Integration with Scripts

Python Automation

import subprocess
import json

def process_documents(project_id, file_paths, chunk_strategy="character", **kwargs):
    # Upload files
    upload_cmd = ["compileo", "documents", "upload", "--project-id", str(project_id)] + file_paths
    result = subprocess.run(upload_cmd, capture_output=True, text=True)

    # Extract job ID and wait for completion
    # (Implementation would parse result and monitor status)

    # Process documents
    process_cmd = [
        "compileo", "documents", "process",
        "--project-id", str(project_id),
        "--document-ids", "101,102",  # Would be extracted from upload result
        "--chunk-strategy", chunk_strategy
    ]

    # Add strategy-specific parameters
    if chunk_strategy == "character":
        process_cmd.extend(["--character-chunk-size", str(kwargs.get("chunk_size", 500))])
        process_cmd.extend(["--character-overlap", str(kwargs.get("overlap", 50))])

    result = subprocess.run(process_cmd, capture_output=True, text=True)
    return result

Shell Scripting

#!/bin/bash
# Batch processing script

PROJECT_ID=$1
STRATEGY=$2
INPUT_DIR=$3

# Upload all files in directory
compileo documents upload --project-id $PROJECT_ID $INPUT_DIR/*.*

# Get document IDs (would need implementation)
DOC_IDS=$(compileo documents list --project-id $PROJECT_ID --format json | jq -r '.documents[].id' | tr '\n' ',' | sed 's/,$//')

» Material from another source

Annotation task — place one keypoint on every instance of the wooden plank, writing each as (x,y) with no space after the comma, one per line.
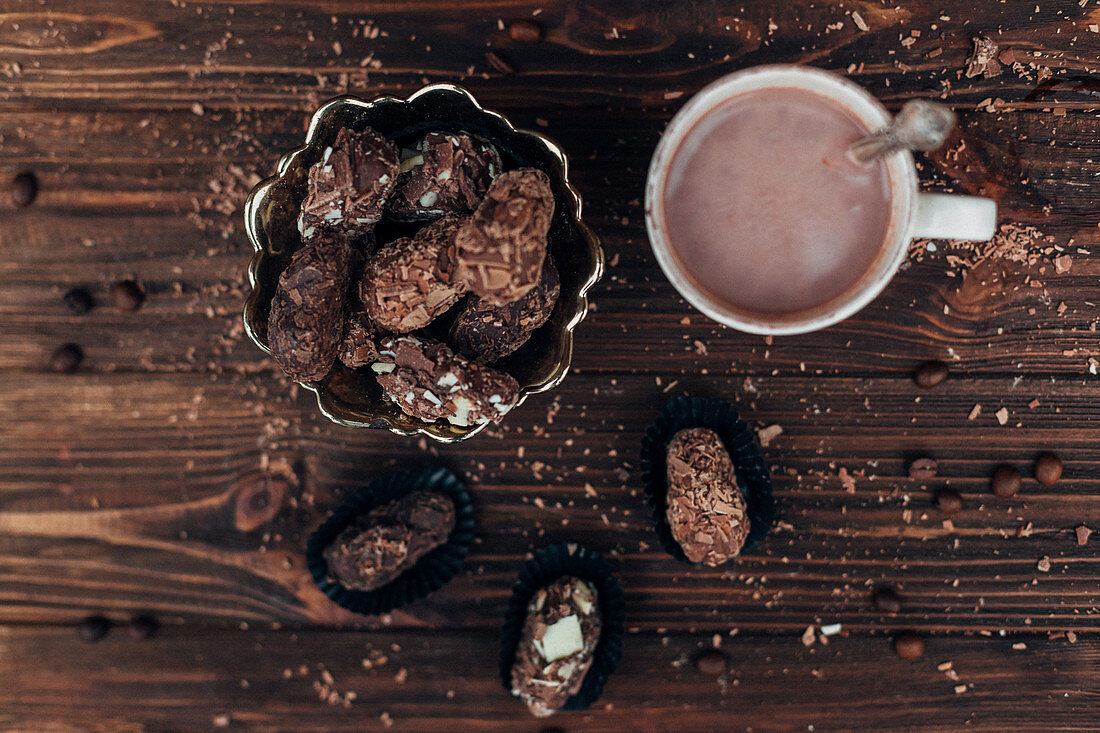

# Process with specified strategy
case $STRATEGY in
    "character")
        compileo documents process --project-id $PROJECT_ID --document-ids $DOC_IDS --chunk-strategy character --character-chunk-size 500 --character-overlap 50
        ;;
    "semantic")
        compileo documents process --project-id $PROJECT_ID --document-ids $DOC_IDS --chunk-strategy semantic --semantic-prompt "Split at natural topic boundaries..."
        ;;
    "schema")
        compileo documents process --project-id $PROJECT_ID --document-ids $DOC_IDS --chunk-strategy schema --schema-definition '{"rules": [{"type": "pattern", "value": "^# "}], "combine": "any"}'
        ;;
esac

This CLI provides powerful batch processing capabilities with all chunking strategies available through an intuitive command-line interface suitable for automation and scripting workflows.